I don't like storing non-product data in the Commerce Server catalog system. I know some smart people feel differently, and I respect their experience and opinions, but I've seen some incredible abuse of the catalog system. Here's one of the abuses that helped push me into the "If it's not a saleable product, it doesn't go into the catalog." camp.
Background: I've been working on an extremely large e-commerce project for the past 16 months. We took over the project's architecture, design, and implementation from a Microsoft Commerce Server partner, one that had supposedly built large Commerce Server sites before, only to find their solution was very incomplete and had some very significant problems at scale.
My client has a large movie and music catalog, and licenses information about their products from Muze, a leading media information provider. In the original solution, all of this media information was being stored in a catalog. The catalog contained
- special non-purchasable products representing artists, albums, discs, tracks, etc;
- relationships between non-purchasable products, to associate artists with their albums, albums with their discs, discs with their tracks, and so on; and
- relationships between purchasable and non-purchasable products, to associate music products with the artist and album products that contain the media information for the product.
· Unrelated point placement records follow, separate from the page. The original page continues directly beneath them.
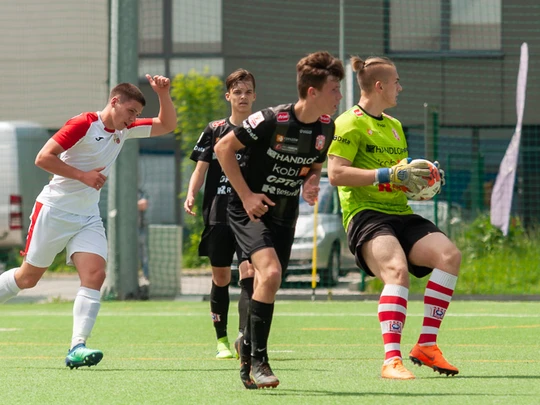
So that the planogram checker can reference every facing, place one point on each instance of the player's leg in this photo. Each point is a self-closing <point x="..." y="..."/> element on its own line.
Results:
<point x="372" y="240"/>
<point x="47" y="236"/>
<point x="19" y="278"/>
<point x="386" y="260"/>
<point x="87" y="250"/>
<point x="268" y="273"/>
<point x="435" y="251"/>
<point x="274" y="261"/>
<point x="247" y="274"/>
<point x="220" y="248"/>
<point x="219" y="308"/>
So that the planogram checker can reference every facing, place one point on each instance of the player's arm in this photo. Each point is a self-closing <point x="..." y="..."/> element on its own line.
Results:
<point x="310" y="188"/>
<point x="341" y="173"/>
<point x="195" y="183"/>
<point x="48" y="160"/>
<point x="406" y="173"/>
<point x="256" y="205"/>
<point x="165" y="122"/>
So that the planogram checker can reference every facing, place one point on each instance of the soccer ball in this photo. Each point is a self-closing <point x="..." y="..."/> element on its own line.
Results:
<point x="432" y="188"/>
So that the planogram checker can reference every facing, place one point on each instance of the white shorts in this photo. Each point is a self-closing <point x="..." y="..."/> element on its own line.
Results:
<point x="51" y="230"/>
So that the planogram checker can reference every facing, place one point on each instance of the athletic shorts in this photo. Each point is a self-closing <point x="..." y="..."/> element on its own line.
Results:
<point x="408" y="229"/>
<point x="51" y="230"/>
<point x="253" y="236"/>
<point x="219" y="245"/>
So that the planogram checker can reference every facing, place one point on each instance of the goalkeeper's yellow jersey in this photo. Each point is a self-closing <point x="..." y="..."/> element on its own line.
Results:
<point x="370" y="143"/>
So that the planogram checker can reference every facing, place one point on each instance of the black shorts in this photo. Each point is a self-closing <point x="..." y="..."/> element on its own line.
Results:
<point x="408" y="229"/>
<point x="219" y="245"/>
<point x="253" y="236"/>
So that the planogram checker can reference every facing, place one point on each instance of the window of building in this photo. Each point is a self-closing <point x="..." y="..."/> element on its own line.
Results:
<point x="176" y="36"/>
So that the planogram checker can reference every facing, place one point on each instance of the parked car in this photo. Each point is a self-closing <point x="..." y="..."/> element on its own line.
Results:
<point x="333" y="256"/>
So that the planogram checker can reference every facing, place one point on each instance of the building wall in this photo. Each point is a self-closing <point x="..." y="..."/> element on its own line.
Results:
<point x="54" y="59"/>
<point x="468" y="90"/>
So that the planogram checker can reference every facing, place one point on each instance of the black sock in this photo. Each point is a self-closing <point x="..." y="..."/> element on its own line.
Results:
<point x="261" y="320"/>
<point x="219" y="306"/>
<point x="246" y="292"/>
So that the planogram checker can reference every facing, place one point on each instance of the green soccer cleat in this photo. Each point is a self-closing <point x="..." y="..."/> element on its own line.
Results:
<point x="80" y="356"/>
<point x="223" y="349"/>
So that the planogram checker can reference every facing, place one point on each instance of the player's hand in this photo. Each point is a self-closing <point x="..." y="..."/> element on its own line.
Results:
<point x="310" y="190"/>
<point x="94" y="178"/>
<point x="256" y="205"/>
<point x="188" y="205"/>
<point x="410" y="174"/>
<point x="160" y="84"/>
<point x="441" y="173"/>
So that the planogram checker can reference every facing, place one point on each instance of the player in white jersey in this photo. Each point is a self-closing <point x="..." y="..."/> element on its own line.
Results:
<point x="66" y="213"/>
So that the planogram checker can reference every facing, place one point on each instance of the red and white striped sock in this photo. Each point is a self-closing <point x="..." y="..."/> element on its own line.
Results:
<point x="392" y="313"/>
<point x="439" y="291"/>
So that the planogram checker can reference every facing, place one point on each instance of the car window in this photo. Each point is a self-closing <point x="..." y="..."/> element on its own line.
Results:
<point x="326" y="200"/>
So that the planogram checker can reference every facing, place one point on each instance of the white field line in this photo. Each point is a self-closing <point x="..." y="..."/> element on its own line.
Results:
<point x="280" y="314"/>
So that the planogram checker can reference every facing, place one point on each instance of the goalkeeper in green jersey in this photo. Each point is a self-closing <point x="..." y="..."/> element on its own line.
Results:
<point x="368" y="161"/>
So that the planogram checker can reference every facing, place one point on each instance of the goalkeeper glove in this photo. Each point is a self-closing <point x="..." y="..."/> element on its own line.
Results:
<point x="406" y="173"/>
<point x="441" y="173"/>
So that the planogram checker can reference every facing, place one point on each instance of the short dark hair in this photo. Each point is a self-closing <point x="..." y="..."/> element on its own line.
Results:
<point x="128" y="91"/>
<point x="313" y="69"/>
<point x="239" y="75"/>
<point x="378" y="70"/>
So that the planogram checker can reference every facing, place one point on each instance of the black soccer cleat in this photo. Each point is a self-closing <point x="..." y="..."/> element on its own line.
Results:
<point x="262" y="375"/>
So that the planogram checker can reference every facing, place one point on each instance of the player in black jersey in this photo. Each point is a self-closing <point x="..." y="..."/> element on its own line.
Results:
<point x="284" y="149"/>
<point x="217" y="241"/>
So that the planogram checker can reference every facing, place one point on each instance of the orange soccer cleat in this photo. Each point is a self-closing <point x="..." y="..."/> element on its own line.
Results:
<point x="396" y="370"/>
<point x="431" y="356"/>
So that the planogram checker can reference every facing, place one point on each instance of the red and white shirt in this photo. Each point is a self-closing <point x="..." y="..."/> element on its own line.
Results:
<point x="87" y="144"/>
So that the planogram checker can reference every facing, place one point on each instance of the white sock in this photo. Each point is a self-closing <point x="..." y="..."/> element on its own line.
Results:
<point x="85" y="310"/>
<point x="8" y="286"/>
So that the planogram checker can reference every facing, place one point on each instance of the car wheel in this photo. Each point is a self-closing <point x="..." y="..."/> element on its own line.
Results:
<point x="330" y="276"/>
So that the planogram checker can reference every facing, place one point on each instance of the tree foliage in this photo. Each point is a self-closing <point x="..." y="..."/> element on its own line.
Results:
<point x="198" y="98"/>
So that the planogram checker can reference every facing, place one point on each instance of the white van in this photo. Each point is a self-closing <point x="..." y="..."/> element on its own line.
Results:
<point x="20" y="180"/>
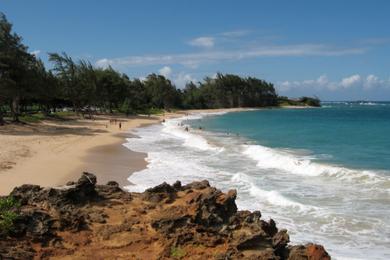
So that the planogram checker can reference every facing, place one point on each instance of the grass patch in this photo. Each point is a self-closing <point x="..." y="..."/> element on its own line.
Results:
<point x="31" y="118"/>
<point x="177" y="252"/>
<point x="8" y="214"/>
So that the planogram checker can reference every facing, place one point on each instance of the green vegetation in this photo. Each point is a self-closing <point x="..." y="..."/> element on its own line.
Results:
<point x="8" y="214"/>
<point x="29" y="92"/>
<point x="178" y="252"/>
<point x="303" y="101"/>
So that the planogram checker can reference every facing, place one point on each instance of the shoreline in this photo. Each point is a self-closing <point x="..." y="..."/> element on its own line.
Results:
<point x="51" y="153"/>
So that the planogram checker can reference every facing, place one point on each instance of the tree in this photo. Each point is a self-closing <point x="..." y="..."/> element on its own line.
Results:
<point x="16" y="67"/>
<point x="78" y="80"/>
<point x="161" y="93"/>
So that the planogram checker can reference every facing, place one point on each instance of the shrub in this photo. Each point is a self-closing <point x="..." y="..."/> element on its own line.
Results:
<point x="8" y="214"/>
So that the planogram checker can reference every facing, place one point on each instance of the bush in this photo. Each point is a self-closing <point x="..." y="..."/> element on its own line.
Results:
<point x="8" y="214"/>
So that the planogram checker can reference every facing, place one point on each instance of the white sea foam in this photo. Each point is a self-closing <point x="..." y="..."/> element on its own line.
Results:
<point x="265" y="180"/>
<point x="272" y="197"/>
<point x="269" y="158"/>
<point x="176" y="128"/>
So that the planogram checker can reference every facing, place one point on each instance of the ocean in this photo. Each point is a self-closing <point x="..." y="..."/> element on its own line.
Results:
<point x="321" y="173"/>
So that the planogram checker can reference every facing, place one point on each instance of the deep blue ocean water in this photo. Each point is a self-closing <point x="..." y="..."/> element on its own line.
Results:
<point x="352" y="134"/>
<point x="321" y="173"/>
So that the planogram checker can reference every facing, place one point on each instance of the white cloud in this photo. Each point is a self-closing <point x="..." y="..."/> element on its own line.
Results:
<point x="194" y="59"/>
<point x="237" y="33"/>
<point x="323" y="83"/>
<point x="205" y="42"/>
<point x="35" y="53"/>
<point x="372" y="81"/>
<point x="350" y="81"/>
<point x="165" y="71"/>
<point x="182" y="79"/>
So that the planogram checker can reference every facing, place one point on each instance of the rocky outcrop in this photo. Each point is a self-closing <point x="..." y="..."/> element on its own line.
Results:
<point x="194" y="221"/>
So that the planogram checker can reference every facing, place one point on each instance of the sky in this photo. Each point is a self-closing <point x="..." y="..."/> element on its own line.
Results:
<point x="336" y="50"/>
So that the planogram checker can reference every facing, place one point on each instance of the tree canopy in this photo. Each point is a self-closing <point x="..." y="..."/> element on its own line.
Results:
<point x="25" y="82"/>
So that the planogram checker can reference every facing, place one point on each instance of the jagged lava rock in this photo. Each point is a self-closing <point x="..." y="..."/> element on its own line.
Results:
<point x="194" y="221"/>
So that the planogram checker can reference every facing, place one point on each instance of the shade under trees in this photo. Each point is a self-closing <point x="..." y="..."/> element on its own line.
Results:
<point x="26" y="83"/>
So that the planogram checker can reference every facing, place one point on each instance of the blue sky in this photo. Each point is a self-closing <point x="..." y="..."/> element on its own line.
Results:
<point x="337" y="50"/>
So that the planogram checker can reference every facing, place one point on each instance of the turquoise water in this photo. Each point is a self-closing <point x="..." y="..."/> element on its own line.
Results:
<point x="355" y="135"/>
<point x="321" y="173"/>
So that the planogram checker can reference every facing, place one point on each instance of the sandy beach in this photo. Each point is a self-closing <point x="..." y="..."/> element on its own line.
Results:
<point x="50" y="153"/>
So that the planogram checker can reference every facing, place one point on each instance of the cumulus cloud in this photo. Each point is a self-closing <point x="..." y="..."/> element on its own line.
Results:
<point x="35" y="53"/>
<point x="197" y="58"/>
<point x="323" y="83"/>
<point x="350" y="81"/>
<point x="182" y="79"/>
<point x="205" y="42"/>
<point x="165" y="71"/>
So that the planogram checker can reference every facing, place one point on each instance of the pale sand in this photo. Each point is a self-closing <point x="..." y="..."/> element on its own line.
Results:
<point x="52" y="153"/>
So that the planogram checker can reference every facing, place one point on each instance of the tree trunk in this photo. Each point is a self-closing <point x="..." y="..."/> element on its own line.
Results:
<point x="15" y="108"/>
<point x="1" y="117"/>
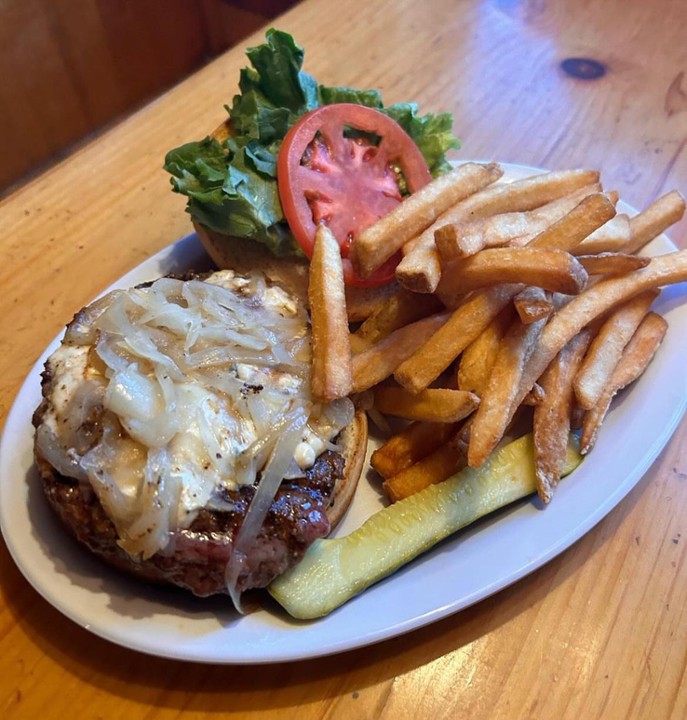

I'm assuming the original team saw some advantages in doing this:
- They could edit the media information in Catalog Manager. This would have been helpful during development, but the client wasn't going to do this, and it became increasingly difficult to use as the amount of data increased.
- They could stage the media information between environments using CSS. This also would have been helpful, but the client wasn't going to edit or stage this information, so they could have just as easily inserted this information directly into all environments.
- They could use the catalog API for all of their data access. They didn't, but they could have.
- They didn't need a custom database. They still created custom databases for other components, but they wouldn't have needed one for this one.
However, our team had to deal with the disadvantages, which were much more significant:
- The catalogs were huge. An average music product was composed of ~16 different products, plus relationships, including ~12 track products, 1 disc product, 1 album product, 1 artist product, and the actual music product itself. A good-sized music catalog with 100,000 purchasable music products would have translated into ~1.6 million products. The entire Muze catalog would have translated into more than 16 million products.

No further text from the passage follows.